On 05/06/19 20:18 +0100, Jonathan Wakely wrote:
On 05/06/19 17:43 +0100, Jonathan Wakely wrote:
On 05/06/19 17:22 +0100, Jonathan Wakely wrote:
On 04/06/19 19:19 +0200, François Dumont wrote:
@@ -669,18 +670,19 @@ _GLIBCXX_BEGIN_NAMESPACE_VERSION
__node_base*
_M_get_previous_node(size_type __bkt, __node_base* __n);
- // Insert node with hash code __code, in bucket bkt if no rehash (assumes
- // no element with its key already present). Take ownership of the node,
- // deallocate it on exception.
+ // Insert node with key __k and hash code __code, in bucket __bkt if no
+ // rehash (assumes no element with its key already present).
+ template<typename _NodeAccessor>
iterator
- _M_insert_unique_node(size_type __bkt, __hash_code __code,
- __node_type* __n, size_type __n_elt = 1);
+ _M_insert_unique_node(const key_type& __k, size_type __bkt,
+ __hash_code __code, const _NodeAccessor&,
+ size_type __n_elt = 1);
- // Insert node with hash code __code. Take ownership of the node,
- // deallocate it on exception.
+ // Insert node with hash code __code.
+ template<typename _NodeAccessor>
iterator
- _M_insert_multi_node(__node_type* __hint,
- __hash_code __code, __node_type* __n);
+ _M_insert_multi_node(__node_type* __hint, __hash_code __code,
+ const _NodeAccessor& __node_accessor);
It looks like most times you call these functions you pass an
identical lambda expression, but each of those lambda expressions will
create a unique type. That means you create different instantiations
of the function templates even though they do exactly the same thing.
That's just generating multiple copies of identical code. Passing in a
function object to provide the node pointer doesn't really seem
necessary anyway, so if it results in larger executables it's really
not desirable.
Also I didn't really like the name NodeAccessor. It's not an accessor,
because it performs ownership transfer. Invoking __node_accessor()
returns a __node_type* by releasing it from the previous owner (by
setting the owner's pointer member to null).
Passing a const reference to something called NodeAccessor does not
make it clear that it performs a mutating operation like that! If the
_M_insert_unique_node and _M_insert_multi_node functions did the
__node_accessor() call *before* rehashing, and rehashing threw an
exception, then they would leak. So it's important that the
__node_acessor() call happens at the right time, and so it's important
to name it well.
In my suggested patch the naming isn't misleading, because we just
pass a raw __node_type* and have a new comment saying:
// Takes ownership of __n if insertion succeeds, throws otherwise.
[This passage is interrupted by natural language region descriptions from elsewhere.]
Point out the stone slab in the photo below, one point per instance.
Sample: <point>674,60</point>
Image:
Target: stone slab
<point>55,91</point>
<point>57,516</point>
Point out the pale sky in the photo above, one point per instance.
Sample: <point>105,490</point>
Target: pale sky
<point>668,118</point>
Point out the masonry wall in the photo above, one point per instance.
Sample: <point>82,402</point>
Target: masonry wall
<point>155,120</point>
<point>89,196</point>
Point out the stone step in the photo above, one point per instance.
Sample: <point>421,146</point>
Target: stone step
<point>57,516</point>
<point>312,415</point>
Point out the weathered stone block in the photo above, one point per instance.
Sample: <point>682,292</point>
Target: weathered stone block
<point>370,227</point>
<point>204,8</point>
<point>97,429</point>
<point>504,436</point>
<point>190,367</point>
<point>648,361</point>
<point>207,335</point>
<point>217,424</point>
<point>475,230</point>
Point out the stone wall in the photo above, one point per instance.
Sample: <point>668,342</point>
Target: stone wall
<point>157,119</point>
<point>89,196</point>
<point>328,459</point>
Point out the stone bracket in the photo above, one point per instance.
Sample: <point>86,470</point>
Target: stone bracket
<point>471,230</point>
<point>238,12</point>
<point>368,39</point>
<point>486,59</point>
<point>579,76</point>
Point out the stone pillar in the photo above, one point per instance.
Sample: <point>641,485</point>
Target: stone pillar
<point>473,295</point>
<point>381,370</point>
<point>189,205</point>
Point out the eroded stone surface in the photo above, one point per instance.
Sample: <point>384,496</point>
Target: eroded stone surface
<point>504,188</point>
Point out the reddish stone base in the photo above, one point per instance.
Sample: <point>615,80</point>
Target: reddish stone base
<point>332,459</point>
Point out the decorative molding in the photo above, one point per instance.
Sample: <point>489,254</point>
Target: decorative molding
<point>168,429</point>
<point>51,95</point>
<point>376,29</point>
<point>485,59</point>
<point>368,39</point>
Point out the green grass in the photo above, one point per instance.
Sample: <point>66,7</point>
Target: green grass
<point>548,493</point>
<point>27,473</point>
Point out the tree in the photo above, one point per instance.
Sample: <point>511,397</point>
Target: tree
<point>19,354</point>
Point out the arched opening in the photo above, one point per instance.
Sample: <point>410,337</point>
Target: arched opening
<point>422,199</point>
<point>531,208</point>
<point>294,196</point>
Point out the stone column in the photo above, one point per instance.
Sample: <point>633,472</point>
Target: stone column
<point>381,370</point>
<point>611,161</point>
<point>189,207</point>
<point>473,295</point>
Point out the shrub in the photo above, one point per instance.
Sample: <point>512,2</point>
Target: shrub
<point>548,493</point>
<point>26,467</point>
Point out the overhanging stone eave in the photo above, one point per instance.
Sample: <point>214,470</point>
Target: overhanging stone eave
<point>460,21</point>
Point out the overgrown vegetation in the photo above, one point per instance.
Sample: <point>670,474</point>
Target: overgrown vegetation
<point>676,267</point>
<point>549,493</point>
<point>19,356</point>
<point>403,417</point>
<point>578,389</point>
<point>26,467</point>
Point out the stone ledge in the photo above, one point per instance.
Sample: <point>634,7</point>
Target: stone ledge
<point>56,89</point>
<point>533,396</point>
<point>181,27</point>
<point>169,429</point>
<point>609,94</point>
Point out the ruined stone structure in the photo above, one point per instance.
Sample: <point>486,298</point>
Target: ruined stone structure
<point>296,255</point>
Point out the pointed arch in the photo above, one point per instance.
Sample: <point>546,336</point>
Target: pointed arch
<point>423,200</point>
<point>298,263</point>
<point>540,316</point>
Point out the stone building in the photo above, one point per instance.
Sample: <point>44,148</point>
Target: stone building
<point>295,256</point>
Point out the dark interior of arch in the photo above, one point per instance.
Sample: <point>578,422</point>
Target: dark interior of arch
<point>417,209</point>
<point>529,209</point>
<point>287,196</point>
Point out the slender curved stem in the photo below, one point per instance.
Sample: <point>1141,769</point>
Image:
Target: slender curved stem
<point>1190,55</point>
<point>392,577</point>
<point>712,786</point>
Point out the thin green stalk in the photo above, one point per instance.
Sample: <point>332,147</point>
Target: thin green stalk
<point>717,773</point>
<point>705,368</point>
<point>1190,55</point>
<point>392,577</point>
The function doesn't have a callable with non-local effects that
modifies an object outside the function. Because the caller sets the
previous owner's pointer to null there's no danger of it happening at
the wrong time; it can only happen after the function has returned and
ownership transfer has completed.
As a further evolution that simplifies some uses of _Scoped_node we
could give it a constructor that allocates a node and constructs an
element, as in the attached patch.
Of course all this code is completely wrong, because it uses raw
pointers not the allocator's pointer type. But that's a much bigger
problem that needs to be solved separately.